Setting: Dentistry, and the provision of Implant Supported Over Dentures (ISOD), is the treatment setting in which this study of decision making will be conducted. ISOD provision is an appropriate subject for this study as it is a treatment which has strong clinical and patient support, yet is only available to a small number of people without cost through secondary care, and therefore patients are often required to pay for it in primary care.
Method: This study comprises 3 phases:
1. A telephone administered scoping questionnaire will be conducted with all General Dental Practitioners (GDPs) in the locality (n=322) to provide baseline data about current practice, and to provide a sampling frame for Phases 2 & 3.
2. Individual qualitative interviews will be conducted with 30 GDPs to ascertain their views and experiences of negotiating clinical need and treatment decisions for edentulous patients.
3. Individual qualitative interviews will be conducted with 60 patients who have been offered ISOD to ascertain their views and experiences of negotiating clinical need and treatment decisions for edentulous patients
Analysis: Scoping data will be analysed descriptively. The qualitative data will be analysed using the constant comparative method.

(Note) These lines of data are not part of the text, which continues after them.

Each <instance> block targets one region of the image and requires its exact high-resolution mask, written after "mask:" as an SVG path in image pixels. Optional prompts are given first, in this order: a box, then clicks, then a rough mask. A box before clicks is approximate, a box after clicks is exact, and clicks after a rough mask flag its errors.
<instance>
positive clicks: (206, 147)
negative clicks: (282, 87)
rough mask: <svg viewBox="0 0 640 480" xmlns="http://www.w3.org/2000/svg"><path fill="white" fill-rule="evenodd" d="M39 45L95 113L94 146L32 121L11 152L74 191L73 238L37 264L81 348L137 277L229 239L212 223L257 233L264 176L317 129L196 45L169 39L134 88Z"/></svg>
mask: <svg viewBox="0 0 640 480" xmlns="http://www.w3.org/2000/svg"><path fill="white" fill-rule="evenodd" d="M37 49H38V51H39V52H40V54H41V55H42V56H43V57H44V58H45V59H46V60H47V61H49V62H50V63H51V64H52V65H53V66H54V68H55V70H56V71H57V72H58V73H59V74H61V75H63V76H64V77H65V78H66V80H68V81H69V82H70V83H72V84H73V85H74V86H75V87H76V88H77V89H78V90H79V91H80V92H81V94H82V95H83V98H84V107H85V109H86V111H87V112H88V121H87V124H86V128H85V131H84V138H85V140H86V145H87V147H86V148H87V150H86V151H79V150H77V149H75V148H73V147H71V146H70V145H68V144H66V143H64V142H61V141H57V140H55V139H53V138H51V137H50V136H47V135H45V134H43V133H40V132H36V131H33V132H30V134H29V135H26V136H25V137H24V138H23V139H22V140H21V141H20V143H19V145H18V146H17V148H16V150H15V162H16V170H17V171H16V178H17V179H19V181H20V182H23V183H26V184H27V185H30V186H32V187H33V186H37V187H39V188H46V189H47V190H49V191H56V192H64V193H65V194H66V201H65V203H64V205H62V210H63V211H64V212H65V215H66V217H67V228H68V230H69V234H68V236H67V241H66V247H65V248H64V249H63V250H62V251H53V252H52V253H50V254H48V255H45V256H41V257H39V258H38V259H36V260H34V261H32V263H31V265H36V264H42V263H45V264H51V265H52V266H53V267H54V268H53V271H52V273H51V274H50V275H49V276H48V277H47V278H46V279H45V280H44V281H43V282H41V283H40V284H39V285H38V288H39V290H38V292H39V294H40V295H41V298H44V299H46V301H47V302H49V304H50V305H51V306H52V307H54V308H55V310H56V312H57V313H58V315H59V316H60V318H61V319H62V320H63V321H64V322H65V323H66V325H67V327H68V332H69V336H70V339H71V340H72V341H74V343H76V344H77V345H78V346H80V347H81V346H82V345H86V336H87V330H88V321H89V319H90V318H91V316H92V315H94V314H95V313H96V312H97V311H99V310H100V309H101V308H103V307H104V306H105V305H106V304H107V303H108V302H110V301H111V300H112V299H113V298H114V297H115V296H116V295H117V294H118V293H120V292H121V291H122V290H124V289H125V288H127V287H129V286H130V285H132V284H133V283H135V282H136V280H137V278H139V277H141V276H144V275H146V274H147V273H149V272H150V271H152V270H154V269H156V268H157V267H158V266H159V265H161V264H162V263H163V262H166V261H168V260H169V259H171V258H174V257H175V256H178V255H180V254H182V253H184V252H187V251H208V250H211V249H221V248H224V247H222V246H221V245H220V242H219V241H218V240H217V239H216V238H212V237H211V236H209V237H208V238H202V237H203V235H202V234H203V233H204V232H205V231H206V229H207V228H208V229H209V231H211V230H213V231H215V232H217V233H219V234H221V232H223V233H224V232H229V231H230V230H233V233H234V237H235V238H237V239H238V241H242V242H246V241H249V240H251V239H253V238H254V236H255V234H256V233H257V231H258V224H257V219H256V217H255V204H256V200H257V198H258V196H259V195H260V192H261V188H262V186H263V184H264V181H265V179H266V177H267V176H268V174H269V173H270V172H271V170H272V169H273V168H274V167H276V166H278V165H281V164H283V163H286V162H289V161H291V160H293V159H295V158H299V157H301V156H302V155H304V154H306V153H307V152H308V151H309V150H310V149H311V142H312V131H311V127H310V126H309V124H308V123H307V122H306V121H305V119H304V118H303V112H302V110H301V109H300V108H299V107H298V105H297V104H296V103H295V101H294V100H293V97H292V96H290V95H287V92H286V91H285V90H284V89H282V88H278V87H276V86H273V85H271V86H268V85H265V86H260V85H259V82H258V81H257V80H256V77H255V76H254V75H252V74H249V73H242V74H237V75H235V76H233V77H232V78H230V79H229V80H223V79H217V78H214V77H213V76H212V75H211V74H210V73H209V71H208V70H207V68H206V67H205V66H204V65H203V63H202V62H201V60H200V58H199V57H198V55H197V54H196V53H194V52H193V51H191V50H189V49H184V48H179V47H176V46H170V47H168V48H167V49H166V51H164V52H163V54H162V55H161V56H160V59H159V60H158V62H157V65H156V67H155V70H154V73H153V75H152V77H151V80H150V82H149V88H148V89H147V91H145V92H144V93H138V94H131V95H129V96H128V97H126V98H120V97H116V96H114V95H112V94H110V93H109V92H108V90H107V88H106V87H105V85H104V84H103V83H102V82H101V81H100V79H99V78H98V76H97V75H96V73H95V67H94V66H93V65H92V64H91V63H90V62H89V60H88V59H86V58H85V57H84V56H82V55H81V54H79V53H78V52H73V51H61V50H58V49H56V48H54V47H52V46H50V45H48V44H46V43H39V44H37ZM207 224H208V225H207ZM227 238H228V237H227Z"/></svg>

Outcome: This project will develop an empirically derived conceptual model, applicable to the management of other chronic diseases. It will identifiy and specify the relative importance of a range of social, psychological, and clinical influences on determining clinical need and deciding upon treatments that incur a personal financial cost. The results will provide valuable information about the likely demand for certain treatment services and the trade-offs that patients are willing to make to achieve their desired outcomes.